University Budget 2017

How budget cuts affect public universities

KUALA LUMPUR, Jan 11 ? The austerity drive in public universities has resulted in a conundrum between providing quality education and working within a much tighter budget compared to previous years.

Under Budget 2017, public universities will see their combined operating budgets slashed by about 19 per cent, or RM1.5 billion, a bigger cut than last year’s budget, and out of the 20 public universities in Malaysia, 10 of them will be facing massive cuts ranging from over 10 per cent to over 31 per cent.

Higher Education Minister Datuk Seri Idris Jusoh has reportedly said that public universities have become too dependent on government funding, and that a decade ago, it was a fraction of what was now given.

But what do the budget cuts mean? What is the feasibility of public universities sourcing out alternative funding? Will it compromise the quality of education being offered in varsities?

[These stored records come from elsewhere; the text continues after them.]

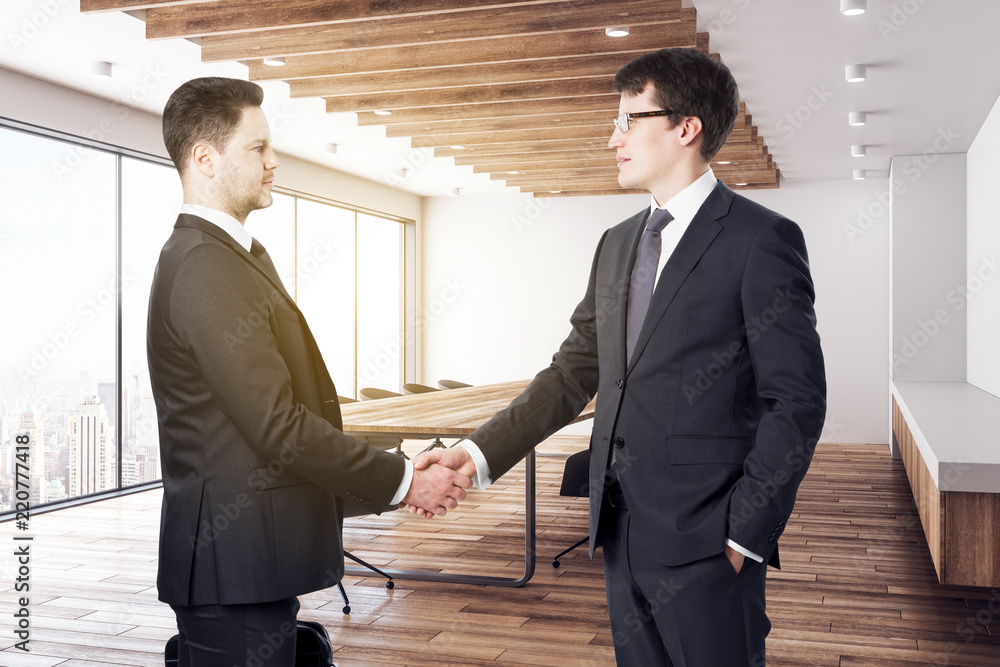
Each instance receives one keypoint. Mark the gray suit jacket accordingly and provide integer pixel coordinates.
(255, 465)
(715, 418)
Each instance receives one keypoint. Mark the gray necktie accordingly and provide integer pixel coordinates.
(640, 287)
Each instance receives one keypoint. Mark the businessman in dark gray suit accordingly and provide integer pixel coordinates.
(256, 468)
(697, 333)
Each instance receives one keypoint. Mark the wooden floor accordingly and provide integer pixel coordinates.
(857, 587)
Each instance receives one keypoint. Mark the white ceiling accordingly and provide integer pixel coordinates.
(931, 82)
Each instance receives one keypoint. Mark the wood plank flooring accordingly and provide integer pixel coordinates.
(857, 586)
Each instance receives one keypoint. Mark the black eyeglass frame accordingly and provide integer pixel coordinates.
(640, 114)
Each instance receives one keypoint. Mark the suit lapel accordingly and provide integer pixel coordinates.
(626, 259)
(699, 236)
(194, 222)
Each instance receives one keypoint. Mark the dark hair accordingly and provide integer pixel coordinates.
(691, 82)
(207, 110)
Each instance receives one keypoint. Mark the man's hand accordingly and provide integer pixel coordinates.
(735, 558)
(454, 458)
(435, 489)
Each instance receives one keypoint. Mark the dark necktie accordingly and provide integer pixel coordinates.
(640, 288)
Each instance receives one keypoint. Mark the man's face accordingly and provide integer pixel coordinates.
(648, 150)
(245, 174)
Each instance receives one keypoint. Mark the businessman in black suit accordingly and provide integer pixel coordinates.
(255, 466)
(697, 333)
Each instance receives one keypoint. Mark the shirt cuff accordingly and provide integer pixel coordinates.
(482, 480)
(404, 485)
(746, 552)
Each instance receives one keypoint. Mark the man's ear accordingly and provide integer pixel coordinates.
(691, 128)
(203, 158)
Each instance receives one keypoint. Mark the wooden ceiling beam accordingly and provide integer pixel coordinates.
(458, 76)
(493, 51)
(415, 105)
(598, 119)
(230, 16)
(96, 6)
(567, 172)
(589, 193)
(500, 153)
(741, 137)
(451, 29)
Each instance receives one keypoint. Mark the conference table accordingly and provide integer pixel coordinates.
(454, 413)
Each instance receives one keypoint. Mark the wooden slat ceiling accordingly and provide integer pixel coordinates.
(517, 90)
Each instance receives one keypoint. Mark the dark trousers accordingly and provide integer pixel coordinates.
(242, 635)
(700, 614)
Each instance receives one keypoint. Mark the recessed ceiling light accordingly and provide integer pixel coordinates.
(100, 69)
(855, 73)
(853, 7)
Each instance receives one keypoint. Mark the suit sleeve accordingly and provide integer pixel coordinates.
(555, 397)
(248, 378)
(784, 347)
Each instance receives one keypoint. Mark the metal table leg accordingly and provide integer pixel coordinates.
(529, 548)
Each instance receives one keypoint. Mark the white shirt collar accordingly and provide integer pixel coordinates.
(686, 203)
(224, 221)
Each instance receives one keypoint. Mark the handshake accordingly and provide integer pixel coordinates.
(440, 478)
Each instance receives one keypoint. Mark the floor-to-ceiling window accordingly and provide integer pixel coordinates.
(81, 227)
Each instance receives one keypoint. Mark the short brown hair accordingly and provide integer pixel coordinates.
(207, 110)
(692, 83)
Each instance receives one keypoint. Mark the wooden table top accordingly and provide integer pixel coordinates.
(450, 412)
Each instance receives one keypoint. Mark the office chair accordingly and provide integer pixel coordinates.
(414, 388)
(452, 384)
(575, 484)
(411, 388)
(382, 441)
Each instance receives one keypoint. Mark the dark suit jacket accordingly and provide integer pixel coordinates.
(715, 418)
(254, 464)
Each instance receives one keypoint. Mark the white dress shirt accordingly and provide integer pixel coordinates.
(683, 206)
(235, 229)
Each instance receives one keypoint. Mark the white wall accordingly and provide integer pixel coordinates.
(928, 249)
(502, 275)
(983, 253)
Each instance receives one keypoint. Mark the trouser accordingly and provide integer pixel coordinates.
(700, 614)
(242, 635)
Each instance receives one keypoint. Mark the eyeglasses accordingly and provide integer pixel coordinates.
(622, 120)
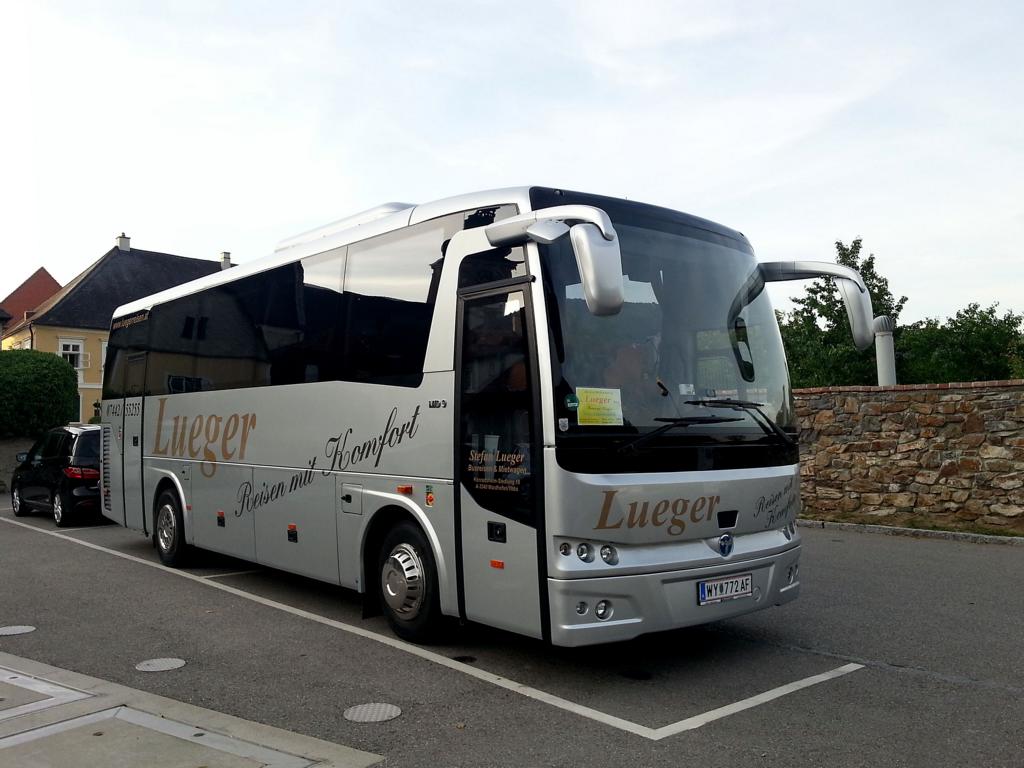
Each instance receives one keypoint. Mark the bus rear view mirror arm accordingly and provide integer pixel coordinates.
(594, 243)
(851, 287)
(518, 229)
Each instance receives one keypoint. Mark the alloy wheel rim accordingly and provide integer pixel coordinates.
(165, 527)
(401, 582)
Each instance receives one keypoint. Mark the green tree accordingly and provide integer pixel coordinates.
(816, 335)
(976, 344)
(38, 390)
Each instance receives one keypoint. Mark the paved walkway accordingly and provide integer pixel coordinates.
(52, 718)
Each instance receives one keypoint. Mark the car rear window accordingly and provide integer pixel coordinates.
(88, 444)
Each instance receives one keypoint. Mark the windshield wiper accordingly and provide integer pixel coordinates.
(766, 423)
(678, 421)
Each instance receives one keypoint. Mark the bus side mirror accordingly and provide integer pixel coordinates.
(600, 264)
(851, 287)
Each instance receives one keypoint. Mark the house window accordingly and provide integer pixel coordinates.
(71, 350)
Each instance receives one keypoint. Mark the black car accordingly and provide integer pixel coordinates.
(59, 474)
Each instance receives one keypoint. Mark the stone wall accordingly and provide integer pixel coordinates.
(947, 456)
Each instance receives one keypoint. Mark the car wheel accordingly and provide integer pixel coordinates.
(169, 530)
(409, 584)
(61, 509)
(16, 504)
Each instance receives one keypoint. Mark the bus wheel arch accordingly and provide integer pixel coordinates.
(169, 524)
(400, 577)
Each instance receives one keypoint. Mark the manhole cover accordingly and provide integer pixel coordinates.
(160, 665)
(372, 713)
(22, 630)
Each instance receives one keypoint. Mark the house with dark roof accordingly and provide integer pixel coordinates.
(27, 297)
(75, 322)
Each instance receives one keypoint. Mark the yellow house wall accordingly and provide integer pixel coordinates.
(47, 339)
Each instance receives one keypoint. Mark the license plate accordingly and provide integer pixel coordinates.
(727, 588)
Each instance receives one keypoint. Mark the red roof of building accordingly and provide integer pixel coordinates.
(30, 294)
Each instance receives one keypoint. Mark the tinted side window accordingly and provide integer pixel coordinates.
(87, 444)
(171, 364)
(391, 285)
(129, 337)
(53, 443)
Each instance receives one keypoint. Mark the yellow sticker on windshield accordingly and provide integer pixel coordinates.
(599, 407)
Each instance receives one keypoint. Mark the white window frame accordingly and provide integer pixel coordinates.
(73, 342)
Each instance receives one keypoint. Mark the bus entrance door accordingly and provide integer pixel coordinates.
(134, 508)
(496, 457)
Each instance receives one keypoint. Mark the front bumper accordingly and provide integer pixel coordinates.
(653, 602)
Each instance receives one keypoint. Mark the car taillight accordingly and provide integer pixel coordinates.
(82, 473)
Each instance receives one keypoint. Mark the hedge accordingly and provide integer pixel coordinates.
(38, 390)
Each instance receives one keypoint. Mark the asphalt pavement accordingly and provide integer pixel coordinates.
(900, 651)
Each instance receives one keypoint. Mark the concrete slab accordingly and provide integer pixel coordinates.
(13, 696)
(59, 718)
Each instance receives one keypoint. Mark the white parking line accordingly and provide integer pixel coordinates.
(654, 734)
(233, 572)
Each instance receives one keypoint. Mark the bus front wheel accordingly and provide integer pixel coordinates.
(169, 530)
(409, 584)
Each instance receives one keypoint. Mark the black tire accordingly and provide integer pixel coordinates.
(169, 530)
(62, 506)
(407, 580)
(17, 503)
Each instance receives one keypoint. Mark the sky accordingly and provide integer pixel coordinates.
(201, 127)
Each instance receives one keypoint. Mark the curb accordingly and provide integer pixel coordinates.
(951, 536)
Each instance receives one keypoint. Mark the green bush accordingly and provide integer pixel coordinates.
(38, 390)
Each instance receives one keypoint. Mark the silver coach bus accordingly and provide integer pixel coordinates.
(559, 414)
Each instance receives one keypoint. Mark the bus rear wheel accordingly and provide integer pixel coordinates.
(169, 530)
(409, 584)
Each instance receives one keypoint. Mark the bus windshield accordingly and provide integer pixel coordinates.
(691, 332)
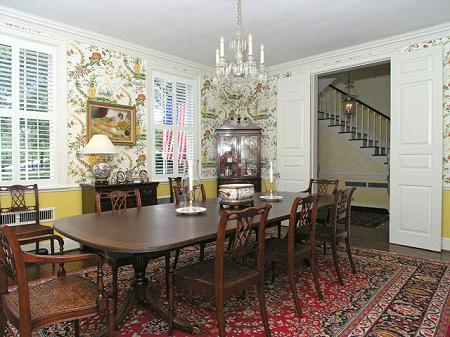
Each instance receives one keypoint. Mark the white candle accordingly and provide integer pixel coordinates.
(262, 54)
(222, 48)
(271, 173)
(190, 174)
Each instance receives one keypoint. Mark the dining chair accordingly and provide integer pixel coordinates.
(180, 196)
(66, 297)
(339, 228)
(173, 181)
(19, 203)
(230, 272)
(290, 252)
(118, 202)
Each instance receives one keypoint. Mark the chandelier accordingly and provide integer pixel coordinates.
(242, 71)
(349, 100)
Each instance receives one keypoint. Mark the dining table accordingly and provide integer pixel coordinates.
(159, 228)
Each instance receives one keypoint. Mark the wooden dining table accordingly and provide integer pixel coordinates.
(156, 229)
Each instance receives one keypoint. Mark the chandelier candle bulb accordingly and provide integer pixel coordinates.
(262, 54)
(190, 174)
(222, 48)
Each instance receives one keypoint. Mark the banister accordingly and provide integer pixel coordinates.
(360, 102)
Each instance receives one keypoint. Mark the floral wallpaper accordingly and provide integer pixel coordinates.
(107, 75)
(260, 106)
(446, 100)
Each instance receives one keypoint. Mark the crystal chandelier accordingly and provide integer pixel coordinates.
(242, 72)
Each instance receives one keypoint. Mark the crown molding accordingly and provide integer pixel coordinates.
(23, 22)
(368, 50)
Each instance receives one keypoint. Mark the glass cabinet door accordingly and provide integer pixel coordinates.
(249, 155)
(228, 156)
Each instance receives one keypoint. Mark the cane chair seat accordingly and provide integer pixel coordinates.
(203, 274)
(56, 297)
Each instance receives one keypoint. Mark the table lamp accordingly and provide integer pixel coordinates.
(101, 146)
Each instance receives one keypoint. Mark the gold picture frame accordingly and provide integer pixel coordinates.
(116, 121)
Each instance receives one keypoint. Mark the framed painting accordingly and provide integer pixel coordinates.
(116, 121)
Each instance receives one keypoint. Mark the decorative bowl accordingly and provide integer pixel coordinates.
(236, 191)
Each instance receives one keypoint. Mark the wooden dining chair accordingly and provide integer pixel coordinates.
(66, 297)
(230, 273)
(19, 203)
(339, 228)
(289, 252)
(173, 181)
(181, 196)
(118, 202)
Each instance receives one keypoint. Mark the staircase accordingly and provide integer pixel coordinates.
(366, 128)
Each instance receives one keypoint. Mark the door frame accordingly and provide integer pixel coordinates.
(318, 70)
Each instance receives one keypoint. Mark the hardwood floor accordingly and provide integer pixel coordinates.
(360, 237)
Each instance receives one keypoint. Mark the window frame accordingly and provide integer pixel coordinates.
(16, 114)
(173, 77)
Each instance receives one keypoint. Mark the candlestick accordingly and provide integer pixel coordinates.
(190, 174)
(222, 49)
(262, 54)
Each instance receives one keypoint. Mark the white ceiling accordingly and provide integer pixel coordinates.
(289, 29)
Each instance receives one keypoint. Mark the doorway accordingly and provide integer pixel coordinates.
(353, 141)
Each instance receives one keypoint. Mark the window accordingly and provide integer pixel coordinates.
(173, 124)
(27, 112)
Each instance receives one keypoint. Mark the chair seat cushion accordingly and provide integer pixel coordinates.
(61, 295)
(204, 272)
(277, 250)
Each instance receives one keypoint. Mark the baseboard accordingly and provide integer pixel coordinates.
(446, 244)
(68, 245)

Seeking funds in turbulent times

Professor Emeritus Datuk Abdul Rahman Embong believes that public universities should be allowed to continue providing education and training and serving the community as best they can, and that reducing their operating budgets will affect this.

“Reducing the budget for public universities and demanding that they raise their own funding has the effect of turning the principle of education as a public good on its head.

“I would like to state a fundamental principle that education is a public good, and that it is the responsibility of the government who is supposed to represent the public interest to ensure it is offered to the public from the judiciously managed taxpayers’ coffers,” Abdul Rahman, who is adviser to the Malaysian Social Science Association and Principal Fellow at Universiti Kebangsaan Malaysia’s (UKM) Institute of Malaysian and International Studies (IKMAS), told Malay Mail Online in an email interview.

He said that while some universities will find ways to cope with the budget cuts by collaborating with each other in terms of aspects like facilities, there will be a tight race between varsities to source out alternative means of funding.

“Some will succeed while some others will not be as lucky. It is a crowded market out there with hopeful fund-seekers while funders hold tight to their purse especially during these turbulent times,” he added.

Azmil Tayeb, a senior lecturer with the Universiti Sains Malaysia’s (USM) School of Social Sciences, said that the cuts have resulted in university staff being deprived of basic work needs like office telephones and desktop computers.

“A few lucky ones get hand-me-down computers that have seen better days and in most likelihood slow and near obsolete. As the minister has clearly stated, he wants public universities to depend less on government and increase alternative sources of funding.

“That statement in itself is acceptable but the drive for alternative funding should not be done at the expense of diminishing the main function of a public university as a public good serving as the engine for social mobility for the less fortunate. Public universities should not be run as a business entity, where only the bottom line matters,” he told Malay Mail Online in an email interview.